熬到晚上,木村透終於還是懇求了師父,希望他能幫幫忙,救洋子姐姐脫離苦海。
木村透沒敢隱瞞,把事情經過詳詳細細說了一遍,就連新田多磨說話的時候的語氣,木村透都模仿的惟妙惟肖。
近江由衣立刻就看出了新田的意圖:“這是新田桑故意的呢,估計他是想還人情吧。”
聽近江由衣這麽說,彥真輝不由摸了摸下巴,陷入了思考。
當初提議新田多磨開珍珠奶茶店,彥真輝完全是臨時起意,同時也是賣新田多磨一個人情。
只有在島國真正生活過,才能體會到這些極道組織的存在,對於普通人來說,其存在還是不容忽視的。
近江居酒屋生意想要做的好,極道組織幫不上什麽忙,但如果他們想要搞破壞,手段卻讓人防不勝防。
賣黑龍會一個人情,完全是出於打好雙方關系的考慮。
但彥真輝自己都沒想到,珍珠奶茶居然會在島國這麽受歡迎,而且黑龍會的珍珠奶茶店,現在已經在整個東京相當有名氣,畢竟店裡的配方,是彥真輝花了點心思專門配置弄出來的,味道的確很棒。
這讓黑龍會因此而有了一個穩定的收入,說不上暴利,但的確讓黑龍會欠了個不小的人情。
彥真輝心裡很清楚,人情往來,可以極大地拉近人與人之間的關系,但如果這個人情欠得太大,最終甚至還不上來,反而會產生反效果。
新田話裡話外為什麽要讓木村透跟自己這個師父商量,還是想通過這件事情,先把人情還上。
一開口就自作主張,把上原家的“債務”打個對折,呵呵,要真是債務,黑龍會會三言兩語之間就直接讓步?
木村透擔心黑龍會把上原洋子賣到紅燈區,看起來有些誇張,實際上卻並不是不可能。
別看黑龍會現在一門心思開珍珠奶茶店,完全是個不務正業的極道組織,有點搞笑——但人家再怎麽搞笑,也改變不了其本質,訛詐上原家不正是黑龍會這種極道組織骨子裡的行事風格嗎?
打好關系的目的已經達到了,讓新田還了人情,對雙方其實都有好處。
只是彥真輝這邊大多數情況下,根本就用不著新田和黑龍會幫忙,所以新田好不容易才抓住這麽一次機會,自然不會輕易放過。

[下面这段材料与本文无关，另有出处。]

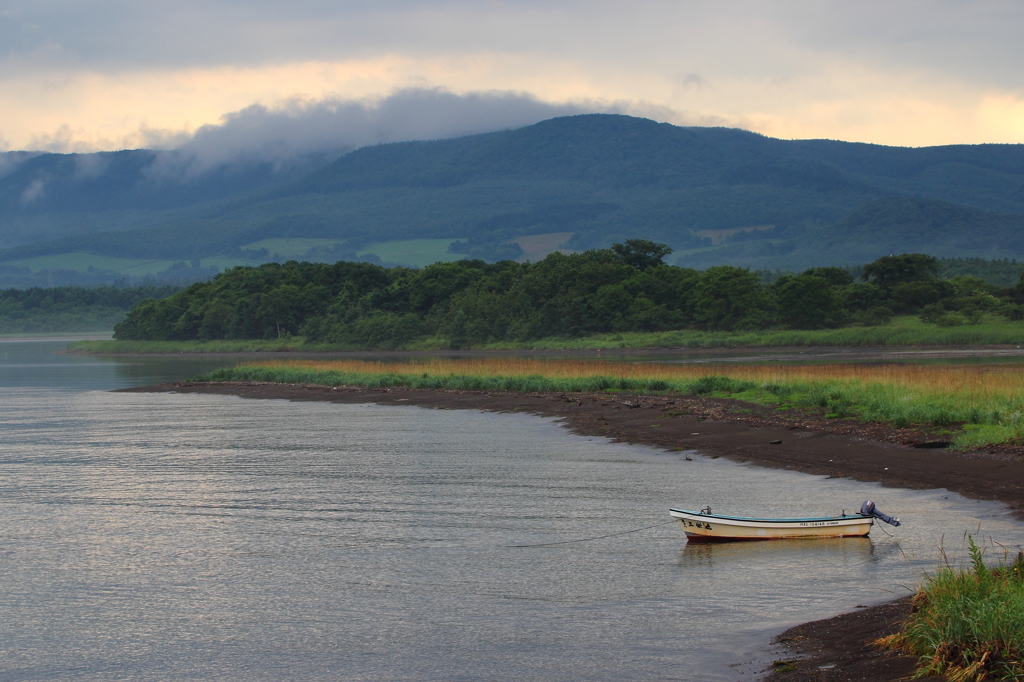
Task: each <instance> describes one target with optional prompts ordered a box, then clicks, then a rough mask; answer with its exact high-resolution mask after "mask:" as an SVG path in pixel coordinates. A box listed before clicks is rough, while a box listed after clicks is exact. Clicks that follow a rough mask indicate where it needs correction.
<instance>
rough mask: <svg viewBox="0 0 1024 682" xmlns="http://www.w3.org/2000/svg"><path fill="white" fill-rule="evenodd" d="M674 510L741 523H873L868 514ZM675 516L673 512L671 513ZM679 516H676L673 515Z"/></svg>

何況木村透還是彥真輝現在唯一的徒弟,以島國人寧死不給別人添麻煩的性格,他居然會主動開口懇求,顯然那個洋子姐姐,對他來說應該還是相當重要的。
“這件事情倒是不難,明天我就跟新田桑談談吧。”
木村透欲言又止,最終低頭答應道:“謝謝師父。”
彥真輝轉頭看著他,疑惑道:“你似乎很著急,莫非喜歡你的洋子姐姐?”
木村透立刻紅著臉搖頭:“沒有的事。”
“呵呵,喜歡就喜歡,有什麽不好意思的?”
木村透再次把頭低了下去:“好吧,其實我自己也說不上來,以前我之所以會去當不良少年,主要原因就是因為洋子姐姐的第一個男朋友,就是不良少年,我當時心裡很不服氣,想要把洋子姐姐給搶回來。”
“這不就是喜歡嗎?”
“或許是吧。”
木村透沉默了片刻,沒有去辯解。
感情這東西,不是三言兩語說的清楚的。
木村透總覺得,自己對洋子姐姐的感情,其實並沒有那麽深刻,屬於可有可無的那種,之所以會想要救洋子姐姐,完全是因為看在雙方青梅竹馬的份上,不想看到她掉進火坑裡。
“行吧,既然是你在乎的人,那我就先跟新田桑談談。”
隨後彥真輝打了個電話給新田多磨,約他出來吃飯。
新田多磨很快就過來了,還帶著他的小弟西片龍之介。
西片龍之介這家夥,自從上次刺殺多宅組若頭之後,東躲西藏了很久,最近風頭平息了,才又回來了。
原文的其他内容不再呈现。